Uber al contrattacco: ricorso in Commissione Ue contro divieto in Francia

Uber (Adam Berry /Getty Images)
Uber (Adam Berry /Getty Images)

E’ stata una settimana da incubo per Uber quella passata, con diversi tribunali e nazioni dell’Ue che hanno colpito la società di network per il trasporto privato con blocchi e sentenze sfavorevoli: è stato prima un giudice olandese, l’8 dicembre, ad aver dato ragione al governo che vorrebbe multare gli autisti del servizio per trasporto illegale di persone. Il giorno dopo, a Madrid, un’altra sentenza simile ha imposto a Uber di sospendere la sua attività in attesa di un ricorso dei tassisti per pratiche anticoncorrenziali, mentre venerdì 12 un giudice della regione di Bruxelles ha chiesto delle verifiche fiscali sui conducenti che si affidano alla app. Senza contare che anche in Francia, con la Loi Thènevoud, da gennaio Uber dovrà interrompere i suoi servizi.

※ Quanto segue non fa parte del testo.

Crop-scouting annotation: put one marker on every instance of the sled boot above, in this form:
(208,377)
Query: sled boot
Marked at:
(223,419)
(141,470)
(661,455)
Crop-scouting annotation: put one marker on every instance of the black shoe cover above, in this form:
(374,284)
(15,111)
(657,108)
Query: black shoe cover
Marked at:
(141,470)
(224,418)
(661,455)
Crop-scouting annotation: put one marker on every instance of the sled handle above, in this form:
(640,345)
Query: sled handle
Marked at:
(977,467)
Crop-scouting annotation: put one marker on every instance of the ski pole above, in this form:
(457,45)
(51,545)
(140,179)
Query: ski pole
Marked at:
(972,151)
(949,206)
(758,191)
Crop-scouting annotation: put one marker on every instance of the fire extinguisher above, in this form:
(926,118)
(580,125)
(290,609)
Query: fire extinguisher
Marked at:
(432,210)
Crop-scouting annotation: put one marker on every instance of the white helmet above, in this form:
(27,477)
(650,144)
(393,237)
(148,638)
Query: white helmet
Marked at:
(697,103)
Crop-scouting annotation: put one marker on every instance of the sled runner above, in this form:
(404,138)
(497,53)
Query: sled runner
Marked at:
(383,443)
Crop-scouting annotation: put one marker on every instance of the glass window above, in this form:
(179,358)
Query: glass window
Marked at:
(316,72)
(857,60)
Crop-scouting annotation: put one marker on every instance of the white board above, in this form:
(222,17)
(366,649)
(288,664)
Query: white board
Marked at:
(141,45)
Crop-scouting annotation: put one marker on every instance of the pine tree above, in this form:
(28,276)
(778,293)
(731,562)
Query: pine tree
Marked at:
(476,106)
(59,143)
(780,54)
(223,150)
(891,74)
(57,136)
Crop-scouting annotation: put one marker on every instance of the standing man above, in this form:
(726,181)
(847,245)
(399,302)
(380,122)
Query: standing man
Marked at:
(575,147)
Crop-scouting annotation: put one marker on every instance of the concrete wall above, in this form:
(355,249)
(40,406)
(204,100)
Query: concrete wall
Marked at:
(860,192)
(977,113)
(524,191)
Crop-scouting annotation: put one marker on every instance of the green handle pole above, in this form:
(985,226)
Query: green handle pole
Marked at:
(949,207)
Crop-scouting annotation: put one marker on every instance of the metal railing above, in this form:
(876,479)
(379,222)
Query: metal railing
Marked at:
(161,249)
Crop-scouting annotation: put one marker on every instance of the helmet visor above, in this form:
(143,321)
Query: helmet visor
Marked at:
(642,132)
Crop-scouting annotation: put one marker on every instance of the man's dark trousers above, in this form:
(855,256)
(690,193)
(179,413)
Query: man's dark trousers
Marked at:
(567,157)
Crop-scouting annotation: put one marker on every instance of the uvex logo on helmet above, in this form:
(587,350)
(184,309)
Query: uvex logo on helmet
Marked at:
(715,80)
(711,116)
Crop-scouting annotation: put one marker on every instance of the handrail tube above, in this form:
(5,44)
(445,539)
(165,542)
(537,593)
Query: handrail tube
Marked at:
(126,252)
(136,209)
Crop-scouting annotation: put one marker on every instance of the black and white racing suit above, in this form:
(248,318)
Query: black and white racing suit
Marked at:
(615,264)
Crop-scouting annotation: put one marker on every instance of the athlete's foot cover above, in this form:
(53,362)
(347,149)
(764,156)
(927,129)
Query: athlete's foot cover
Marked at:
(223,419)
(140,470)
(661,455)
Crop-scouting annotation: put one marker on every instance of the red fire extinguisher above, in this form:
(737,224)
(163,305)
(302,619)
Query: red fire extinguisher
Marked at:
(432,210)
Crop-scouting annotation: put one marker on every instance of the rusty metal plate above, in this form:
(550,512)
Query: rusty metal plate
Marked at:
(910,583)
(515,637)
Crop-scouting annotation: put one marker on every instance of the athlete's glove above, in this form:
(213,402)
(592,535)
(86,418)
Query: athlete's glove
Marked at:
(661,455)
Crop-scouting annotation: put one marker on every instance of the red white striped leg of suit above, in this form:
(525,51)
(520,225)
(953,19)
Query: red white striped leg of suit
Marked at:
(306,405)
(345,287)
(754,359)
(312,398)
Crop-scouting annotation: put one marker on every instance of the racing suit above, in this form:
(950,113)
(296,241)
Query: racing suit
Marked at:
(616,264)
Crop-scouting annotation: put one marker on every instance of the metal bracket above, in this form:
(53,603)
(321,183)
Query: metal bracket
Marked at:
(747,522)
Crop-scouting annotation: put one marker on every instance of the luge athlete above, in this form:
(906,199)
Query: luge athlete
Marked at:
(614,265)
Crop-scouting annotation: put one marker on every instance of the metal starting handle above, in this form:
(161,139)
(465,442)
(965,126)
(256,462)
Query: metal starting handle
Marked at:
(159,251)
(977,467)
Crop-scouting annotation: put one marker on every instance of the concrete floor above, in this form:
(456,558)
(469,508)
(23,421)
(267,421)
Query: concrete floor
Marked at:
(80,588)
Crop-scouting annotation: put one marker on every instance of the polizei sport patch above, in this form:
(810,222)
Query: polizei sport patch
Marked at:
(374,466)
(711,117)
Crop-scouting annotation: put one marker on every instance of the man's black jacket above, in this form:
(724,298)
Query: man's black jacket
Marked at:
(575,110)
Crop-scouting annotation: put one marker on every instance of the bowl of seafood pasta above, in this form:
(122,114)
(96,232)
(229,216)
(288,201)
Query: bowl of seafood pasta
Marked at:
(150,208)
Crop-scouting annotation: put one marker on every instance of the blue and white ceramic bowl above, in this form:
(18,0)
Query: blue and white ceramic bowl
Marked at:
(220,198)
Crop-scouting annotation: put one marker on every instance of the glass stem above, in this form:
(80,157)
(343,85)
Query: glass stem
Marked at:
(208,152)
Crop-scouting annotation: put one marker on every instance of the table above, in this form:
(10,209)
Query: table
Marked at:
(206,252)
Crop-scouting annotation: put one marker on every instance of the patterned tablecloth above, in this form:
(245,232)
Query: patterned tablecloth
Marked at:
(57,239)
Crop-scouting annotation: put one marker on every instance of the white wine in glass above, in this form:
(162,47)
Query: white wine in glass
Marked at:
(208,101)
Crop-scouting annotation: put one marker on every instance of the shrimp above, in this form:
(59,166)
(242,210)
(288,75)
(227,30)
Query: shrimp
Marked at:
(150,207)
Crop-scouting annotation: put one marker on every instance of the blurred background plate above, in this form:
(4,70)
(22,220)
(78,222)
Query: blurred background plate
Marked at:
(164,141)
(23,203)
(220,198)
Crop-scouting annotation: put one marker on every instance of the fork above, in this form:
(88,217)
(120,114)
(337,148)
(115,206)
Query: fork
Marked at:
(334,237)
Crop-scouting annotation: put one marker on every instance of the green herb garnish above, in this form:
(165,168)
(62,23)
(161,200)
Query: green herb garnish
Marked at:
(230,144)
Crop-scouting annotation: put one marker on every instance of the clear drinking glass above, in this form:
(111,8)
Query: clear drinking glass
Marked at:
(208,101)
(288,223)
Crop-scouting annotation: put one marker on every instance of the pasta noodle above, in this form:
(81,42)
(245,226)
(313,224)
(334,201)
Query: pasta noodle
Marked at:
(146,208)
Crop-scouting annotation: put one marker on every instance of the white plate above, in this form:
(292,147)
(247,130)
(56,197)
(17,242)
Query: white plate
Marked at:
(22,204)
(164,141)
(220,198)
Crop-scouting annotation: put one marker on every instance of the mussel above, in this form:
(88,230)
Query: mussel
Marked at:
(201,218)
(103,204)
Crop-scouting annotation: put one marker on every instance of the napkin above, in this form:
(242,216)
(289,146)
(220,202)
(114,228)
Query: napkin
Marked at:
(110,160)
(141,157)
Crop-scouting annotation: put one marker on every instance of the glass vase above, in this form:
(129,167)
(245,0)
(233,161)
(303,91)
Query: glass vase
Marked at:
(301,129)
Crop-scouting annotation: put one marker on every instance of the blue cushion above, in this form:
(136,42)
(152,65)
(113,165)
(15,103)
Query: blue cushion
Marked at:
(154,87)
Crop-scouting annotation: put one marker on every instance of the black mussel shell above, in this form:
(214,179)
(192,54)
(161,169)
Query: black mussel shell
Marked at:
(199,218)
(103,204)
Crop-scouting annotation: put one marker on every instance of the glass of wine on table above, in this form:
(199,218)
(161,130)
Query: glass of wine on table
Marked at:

La società si sente braccata e perseguitata, e con una dichiarazione al “Foglio”, Mark MacGann, capo della Public Policy per l’Europa, il Medio Oriente e l’Africa di Uber, ha annunciato “una controffensiva totale sul piano legale e politico di fronte a governi e tribunali che in mezza Europa stanno proteggendo ‘la corporazione dei tassisti’ a ‘danno di consumatori e nuovi concorrenti’. C’è la sensazione che queste sentenze siano legate tra loro. Ma per ora sono casi isolati’ e tutti legalmente discutibili” ha detto il manager, sostenendo che Uber, spostando la lotta su più alti livelli di giudizio, fino ad arrivare alla Corte di giustizia dell’Ue, alla fine l’avrà vinta.

La controffensiva da parte della società sembra essere già partita un paio di giorni fa, come anticipato dallo stesso quotidiano “Il Foglio”, con un ricorso alla Commissione Ue proprio contro la legge Thévenoud, che dal 1 gennaio vieterebbe nel Paese transalpino il servizio “Uberpop” (il sistema che permette a chiunque di registrarsi come autista con il suo veicolo privato e trasportare clienti del servizio,ndr): “Il compito della Commissione è di proteggere il trattato e le libertà fondamentali”, ha continuato MacGann.

Ricorrere alle istituzioni Ue potrebbe anche non rivelarsi un’idea vincente, dal momento che la Commissione ha avuto posizioni differenti nei confronti di Uber: prima di apertura, con la commissaria Neelie Kroes che ne era una grande sostenitrice, ora, con Jean-Claude Juncker a capo dell’organo Ue, si mostra più prudente e si riserva un paio di mesi per decidere quale natura dare a questo tipo di servizio.

Se dovesse prevalere la linea dichiarata da un portavoce di Juncker, ossia di classificare Uber come “operatore di taxi” che deve essere “regolamentato dalle autorità nazionali”, la strada potrebbe farsi in salita in partenza. Ma MacGann ha risposto: “Uber non è una società di trasporti. È una società di tecnologia che fornisce un software e intermedia domanda e offerta tra autisti e persone che vogliono muoversi in una città’. Uber vuole “essere regolata come una società di tecnologia”, come se fosse AirBnb, che tramite la “sharing economy” – in questo caso si mette a disposizione la propria casa, a prezzi molto convenienti, per altri utenti del sito che si trovano in viaggio – ha sconfitto i rigidi paletti imposti dai siti di prenotazioni alberghiere e sta diffondendo un modo diverso di fare turismo.

E’ proprio su queste basi che regge la tesi del ricorso di Uber alla Commissione, ossia quella di considerarsi un “online service provider” (una piattaforma di servizi online) e non una società di trasporti: e se così venisse riconosciuta anche in Francia non potrebbe più sottostare all’odiata legge Thévenoud.

Uber è comunque intenzionata a ricorrere per molte altre sentenze nazionali: “Se ci sedessimo ad aspettare che i legislatori regolino il settore, ucciderebbero il mercato, perché non c’è alcun incentivo ad aprire”, dichiara MacGann, spiegando che l’intento dell’app è quello di “educare” ad un modello legislativo simile a quello degli Usa, dove quattro anni fa “la lobby dei taxi era estremamente potente” ma è stata sconfitta dalla “popolarità di Uber”. In questo modo in 40 città o stati americani si è deciso di classificare la società come una “Transport Network Company” e si è aperto alla concorrenza in un nuovo settore. “Le prove empiriche dimostrano che Uber non ha sottratto quote di mercato ai taxi, ma sta aumentando le dimensioni del mercato per il trasporto passeggeri, in particolare per le persone che normalmente non spenderebbero soldi per un taxi perché troppo caro”, ha concluso Macgann.